In-cabin monitoring is a core focus of automotive safety bodies and regulators. Many recent major changes to Euro NCAP standards concern in-car features, while NHTSA has announced its first occupant protection safety standards for vehicles with automated driving systems, covering everything from seatbelt reminders to advanced airbags.
This shift presents OEMs and suppliers with significant development and commercial challenges. Automakers must achieve compliance with new requirements for a wide range of in-cabin applications, steering clear of the pitfalls of increased complexity and higher costs, and future-proofing their systems to meet the demands of emerging regulations.
In-Cabin Regulation: A Weighty Question
The legacy approach to new in-cabin regulations focuses on additional single-function sensors to support each requirement. But with electronics expected to represent about 50% of vehicle cost by 2030, there’s a clear need for a smarter, more streamlined strategy. Automakers, therefore, are leveraging the platform model for its scalability potential.
Ending Hot-Car Tragedies
Child Presence Detection (CPD) regulation remains high on the international agenda. To prevent the hot-car incidents that have killed hundreds of babies and young children, Euro NCAP will award points for CPD in new passenger vehicles from 2023. In the U.S., the passage of the Hot Cars Act has created the impetus for a new NHTSA CPD mandate.
To meet impending EU and U.S. CPD standards, automakers are carefully considering available technologies. Traditional solutions rely on weight sensors, simple radars, smart keys or door sequencing – all susceptible to false alarms and mis-detects. Furthermore, vehicles with standard CPD technology wouldn’t achieve a top Euro NCAP rating for CPD. Only solutions enabling detection and occupant classification can earn the full four points, and only those preventing false alarms triggered by adults while ensuring a positive user experience, will be fully effective.
A Call for Restraint
Seat Belt Reminders (SBR) are also under the microscope. Key markets including the EU and Japan already require rear bench SBR, which the U.S. Department of Transportation’s FMVSS 208 also aims to mandate.
Standard solutions for rear bench SBR also depend on multiple weight sensors, which are notoriously prone to false alerts caused by heavy luggage, while increasing the car’s cost.
Smart airbags are another critical dimension of the evolving in-cabin ecosystem. In the U.S., recent amendments to FMVSS 208 demand advanced Airbag Suppression and low-risk deployment in the presence of a Child Restraint System (CRS).
In an accident, an airbag must always be deployed for an adult, but never for a child aged up to 18 months, posing a significant technological challenge.
When a passenger isn’t properly seated, the accuracy of weight-based occupancy sensors can be affected, potentially leading to failed airbag deployment and serious injury.
In the case of airbag suppression for young children, the mass of the infant and their CRS must be considered. More sophisticated child seats can weigh up to 20 lbs. (9 kg), the same as a year-old baby, making a combined weight of 40 lbs. (18 kg) – equivalent to that of a 6-year-old child.

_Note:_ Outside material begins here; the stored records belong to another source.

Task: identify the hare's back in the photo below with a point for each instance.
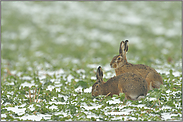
(132, 83)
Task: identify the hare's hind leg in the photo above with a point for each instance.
(154, 80)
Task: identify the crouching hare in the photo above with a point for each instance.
(132, 85)
(121, 65)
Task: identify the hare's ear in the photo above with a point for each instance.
(126, 46)
(121, 48)
(99, 74)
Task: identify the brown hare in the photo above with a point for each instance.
(132, 85)
(121, 65)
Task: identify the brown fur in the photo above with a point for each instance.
(121, 65)
(132, 85)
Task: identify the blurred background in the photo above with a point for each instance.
(67, 34)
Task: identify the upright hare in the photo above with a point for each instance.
(132, 85)
(120, 64)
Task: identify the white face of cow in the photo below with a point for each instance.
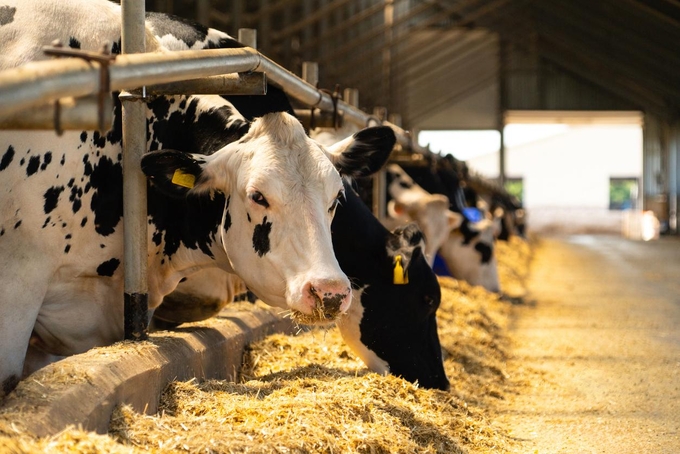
(430, 211)
(473, 261)
(281, 191)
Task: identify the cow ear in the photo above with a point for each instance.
(396, 209)
(364, 153)
(174, 173)
(405, 245)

A single weight-based seat sensor may therefore be unable to differentiate between a baby or an older child and will fail to ensure airbag suppression as mandated by FMVSS 208. European regulation won’t be far behind; in 2018, Euro NCAP introduced a standard assessment for automatic passenger airbag disabling systems.
More Sensors, Higher Cost, Greater Complexity
Additional weight-based sensors can enable baseline compliance with new CPD, SBR and airbag suppression regulations. But more single-function sensors introduce greater complexity and expense.

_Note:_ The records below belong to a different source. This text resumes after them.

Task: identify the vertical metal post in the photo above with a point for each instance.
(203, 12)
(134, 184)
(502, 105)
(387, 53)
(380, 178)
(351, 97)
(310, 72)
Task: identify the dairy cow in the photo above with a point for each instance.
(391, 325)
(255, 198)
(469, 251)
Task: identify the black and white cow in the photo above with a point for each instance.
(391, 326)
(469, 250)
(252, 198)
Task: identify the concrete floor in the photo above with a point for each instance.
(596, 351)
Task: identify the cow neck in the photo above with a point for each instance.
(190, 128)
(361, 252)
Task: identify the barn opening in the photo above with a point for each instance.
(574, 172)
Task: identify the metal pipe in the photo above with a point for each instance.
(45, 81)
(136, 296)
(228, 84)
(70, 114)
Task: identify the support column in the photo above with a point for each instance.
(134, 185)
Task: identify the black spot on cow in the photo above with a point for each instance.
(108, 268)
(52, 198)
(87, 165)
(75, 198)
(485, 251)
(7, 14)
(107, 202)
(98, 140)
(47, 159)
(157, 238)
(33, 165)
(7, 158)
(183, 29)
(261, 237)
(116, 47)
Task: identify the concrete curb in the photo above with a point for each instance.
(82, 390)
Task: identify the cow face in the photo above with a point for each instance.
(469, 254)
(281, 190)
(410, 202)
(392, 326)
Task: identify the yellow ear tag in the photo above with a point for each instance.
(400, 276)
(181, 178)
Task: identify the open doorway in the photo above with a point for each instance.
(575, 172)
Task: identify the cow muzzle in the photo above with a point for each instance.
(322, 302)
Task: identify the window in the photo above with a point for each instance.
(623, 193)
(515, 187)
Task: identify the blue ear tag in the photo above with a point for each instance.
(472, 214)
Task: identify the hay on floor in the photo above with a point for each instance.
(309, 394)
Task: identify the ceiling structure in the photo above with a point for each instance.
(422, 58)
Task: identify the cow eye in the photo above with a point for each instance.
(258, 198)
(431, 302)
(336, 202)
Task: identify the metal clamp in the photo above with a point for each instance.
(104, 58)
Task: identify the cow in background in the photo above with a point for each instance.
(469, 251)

Single-sensor solutions for CPD, SBR and airbag suppression are estimated to cost $60 per car. This represents over $900 million for the 15 million new cars and trucks sold in the U.S. in 2021, according to Wards Intelligence sales data.
As motorists become more aware of the latest in-cabin safety technologies, they’ll demand vehicles with such advanced systems.
Automakers have another option, one that reduces costs and complexity while delivering unprecedented safety across all in-cabin categories.
Ingenious In-Cabin Technology
High-resolution, single-chip 4D imaging radar technology not only negates the need for additional weight-based sensors but also enables automakers to replace legacy in-cabin systems.
Some variations of this leading-edge technology leverage a large antenna array, providing exceptionally high-resolution data to enable detection of people and objects and classification of adults and children with pinpoint accuracy.
A multifunctional 4D imaging radar platform provides a rich, multi-dimensional point cloud image that simultaneously addresses global in-cabin requirements applications for CPD, rear bench SBR and smart airbags, while supporting scalability to future features including Intruder Alerts, Gesture Control and Occupant Position Monitoring. OEMs can reduce sensor count and achieve significant savings while earning the highest possible safety ratings.
As automakers accelerate their efforts to deliver the in-cabin applications that regulators demand, legacy methods are already disappearing in the rear-view mirror.
Ian Podkamien (pictured, above left) is vice president and Head of Automotive at Vayyar Imaging, leading Vayyar's automotive, robotics, safety (industry 4.0) and mobility markets.